- Title card
- Directed by: Bharathiraja
- Screenplay by: Bharathiraja
- Story by: P. Kalaimani
- Produced by: S. A. Rajkannu
- Starring: Karthik Radha
- Cinematography: B. Kannan
- Edited by: T. Thirunavukkarasu
- Music by: Ilaiyaraaja
- Production company: Sri Amman Creations
- Release date: 14 November 1982;
- Country: India
- Language: Tamil

= Valibamey Vaa Vaa =

1982 film by Bharathiraja

Valibamey Vaa Vaa (/vɑːlɪbəmeɪ vɑː vɑː/) is a 1982 Indian Tamil-language film directed by Bharathiraja. The film stars Karthik and Radha. It was released on 14 November 1982.

== Plot ==
Karthik is a first class graduate but innocent and unsure about the ways of the world.

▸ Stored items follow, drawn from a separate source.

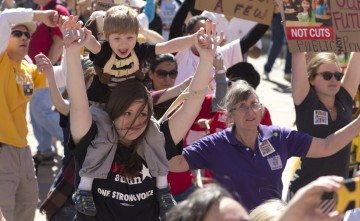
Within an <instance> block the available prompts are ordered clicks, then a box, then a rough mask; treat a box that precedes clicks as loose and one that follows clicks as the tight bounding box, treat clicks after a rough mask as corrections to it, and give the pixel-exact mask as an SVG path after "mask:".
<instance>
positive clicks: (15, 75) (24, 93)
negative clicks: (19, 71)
mask: <svg viewBox="0 0 360 221" xmlns="http://www.w3.org/2000/svg"><path fill="white" fill-rule="evenodd" d="M14 72H15V81H16V83H17V84H18V85H20V87H21V88H22V90H23V92H24V95H25V96H32V95H33V93H34V83H33V80H32V79H31V77H30V76H28V75H26V74H25V75H21V74H20V73H19V72H18V71H17V70H16V69H15V68H14Z"/></svg>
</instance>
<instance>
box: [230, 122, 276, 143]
mask: <svg viewBox="0 0 360 221" xmlns="http://www.w3.org/2000/svg"><path fill="white" fill-rule="evenodd" d="M234 131H235V126H234V125H233V126H232V127H229V128H226V129H225V130H224V133H225V139H226V140H227V142H229V143H230V144H231V145H233V146H237V145H239V144H240V142H239V141H238V140H237V139H236V138H235V136H234ZM258 131H259V135H258V140H259V141H260V142H262V141H264V140H268V139H270V138H271V137H272V136H273V135H274V134H273V131H272V130H271V129H270V128H269V127H267V126H264V125H261V124H260V125H259V126H258Z"/></svg>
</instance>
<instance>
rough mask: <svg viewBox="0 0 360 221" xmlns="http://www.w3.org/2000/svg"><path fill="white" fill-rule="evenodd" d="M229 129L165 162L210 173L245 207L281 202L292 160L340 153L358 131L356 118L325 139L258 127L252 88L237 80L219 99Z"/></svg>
mask: <svg viewBox="0 0 360 221" xmlns="http://www.w3.org/2000/svg"><path fill="white" fill-rule="evenodd" d="M225 109H226V111H227V114H228V117H229V118H230V120H233V122H234V124H233V126H232V127H230V128H227V129H225V130H224V131H221V132H218V133H215V134H212V135H209V136H207V137H205V138H203V139H200V140H199V141H197V142H195V143H193V144H192V145H190V146H189V147H187V148H185V149H184V151H183V153H182V155H179V156H174V157H173V158H172V159H171V160H170V171H173V172H182V171H187V170H189V169H190V170H194V169H211V170H212V171H213V173H214V178H215V180H216V181H217V182H218V183H219V184H221V185H222V186H223V187H224V188H226V189H227V190H228V191H229V192H231V193H232V194H233V196H234V198H235V199H237V200H238V201H239V202H240V203H241V204H242V205H243V206H244V207H245V208H246V209H248V210H251V209H253V208H255V207H256V206H258V205H260V204H261V203H263V202H264V201H266V200H268V199H272V198H278V199H280V198H281V192H282V181H281V175H282V172H283V170H284V167H285V163H286V161H287V159H289V158H290V157H292V156H299V157H307V158H320V157H326V156H330V155H333V154H334V153H336V152H338V151H340V150H341V149H342V148H343V147H344V146H345V145H346V144H347V143H348V142H350V141H351V139H352V138H353V137H355V136H356V135H357V134H358V133H359V131H360V117H358V118H357V119H356V120H354V121H353V122H351V123H350V124H347V125H346V126H345V127H343V128H341V129H340V130H338V131H336V132H335V133H332V134H330V135H329V136H327V137H326V138H325V139H321V138H316V137H312V136H310V135H308V134H305V133H303V132H298V131H293V130H290V129H287V128H282V127H278V126H265V125H261V124H259V123H260V121H261V118H262V110H263V105H262V104H261V103H260V101H259V97H258V95H257V94H256V92H255V90H254V89H253V88H252V87H251V86H249V85H248V84H247V83H246V82H244V81H238V82H236V83H235V84H234V85H232V87H231V88H230V90H229V91H228V93H227V95H226V97H225Z"/></svg>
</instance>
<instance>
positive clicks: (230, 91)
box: [224, 80, 259, 112]
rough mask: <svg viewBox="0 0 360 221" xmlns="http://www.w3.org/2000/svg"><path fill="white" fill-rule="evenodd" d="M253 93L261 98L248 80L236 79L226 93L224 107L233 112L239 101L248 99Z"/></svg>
mask: <svg viewBox="0 0 360 221" xmlns="http://www.w3.org/2000/svg"><path fill="white" fill-rule="evenodd" d="M252 94H253V95H255V96H256V98H257V99H259V97H258V95H257V94H256V91H255V89H254V88H252V87H251V86H250V85H249V84H248V83H247V82H246V81H243V80H238V81H236V82H235V83H234V84H232V86H231V88H230V89H229V90H228V92H227V93H226V96H225V101H224V109H226V111H227V112H231V110H232V109H233V108H234V106H235V105H236V104H237V103H239V102H241V101H245V100H247V99H248V98H249V97H250V96H251V95H252Z"/></svg>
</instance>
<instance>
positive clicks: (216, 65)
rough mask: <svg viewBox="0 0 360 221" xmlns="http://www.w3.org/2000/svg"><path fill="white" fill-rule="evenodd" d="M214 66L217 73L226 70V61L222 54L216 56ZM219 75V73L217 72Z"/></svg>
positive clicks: (219, 54) (213, 65)
mask: <svg viewBox="0 0 360 221" xmlns="http://www.w3.org/2000/svg"><path fill="white" fill-rule="evenodd" d="M213 66H214V68H215V71H219V70H225V67H224V60H223V58H222V56H221V54H220V53H219V54H217V55H216V56H215V59H214V62H213ZM216 73H218V72H216Z"/></svg>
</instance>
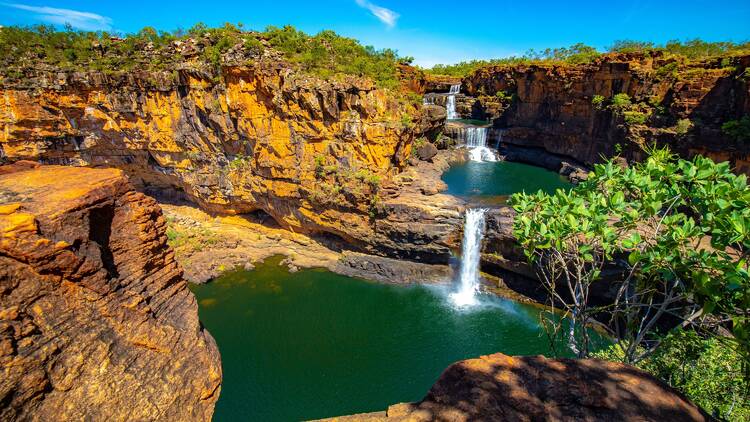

His mum is the principal of the girls' school where Radha studies. A brat, she is often up to pranks and is scolded by the principal. She decides to teach her a lesson by trapping her son Karthik. She runs after him trying to lure him and in this process both really fall in love. She takes him to Kodaikanal for a picnic. Various incidents make Karthik realise that she is a go getter like she bashes up a gang of goons alone. He cannot drive horses but she can etc. He starts getting doubts about his own abilities. Radha keeps on chiding him for not being man enough. Her psychiatrist father keeps warning her not do that but she does not listen to him. Karthik also visits a dancer Jayamalini to assert his manliness but she advises him to become a sage as he is not up to her expectations. He tells his mother that he is renouncing everything and a huge function is arranged to make him attain sage hood. Radha realises her mistake and goes to him as a last resort all dressed up. She entices and instigates him enough to slap her and thrust himself upon her. In the end all becomes well and Radha falls at his feet to show that he is the boss. Karthik is good as an unsure inexperienced lover. Radha shows some acting prowess and emotions in the end.

== Cast ==
- Karthik
- Radha
- Goundamani
- A. R. Subramaniam
- Lalu Alex
- Master Haja Sheriff
- Jayamalini
- Lavanya

==Production==
Bharathiraja revealed it was Kalaimani who suggested the title Valibamey Vaa Vaa.

== Soundtrack ==
The music was composed by Ilaiyaraaja.

| Song | Singers | Lyrics | Length |
|---|---|---|---|
| "Azhage Unnai" | Malaysia Vasudevan, P. Susheela | Pulamaipithan | 04:02 |
| "Ennadi Ennadi" | S. P. Sailaja | Vaali | 04:11 |
| "Kanne Balam" | K. J. Yesudas | Vairamuthu | 04:19 |
| "Pon Vaana Poongavil" | K. J. Yesudas, S. P. Sailaja | Gangai Amaran | 04:14 |
| "Vai Raja Anbu" | S. Janaki | Muthulingam | 03:43 |
| "Takkar Takkar Baby" | Malaysia Vasudevan | Vaali |  |

== Release and reception ==
Valibamey Vaa Vaa was released on 14 November 1982 on Diwali day alongside other releases such as [Pagadai Panirendu]] Darling, Darling, Darling, Kanmani Poonga, Agni Sakshi, Paritchaikku Neramaachu and Adhisayappiravigal. The film was not commercially successful. Kalki felt considering the plot we could have got a psychological film but not even that and the film got totally lost during the climax and concluded like how Karthik got weakened in the film looking at the glamour even Bharathiraja seems to have become the same.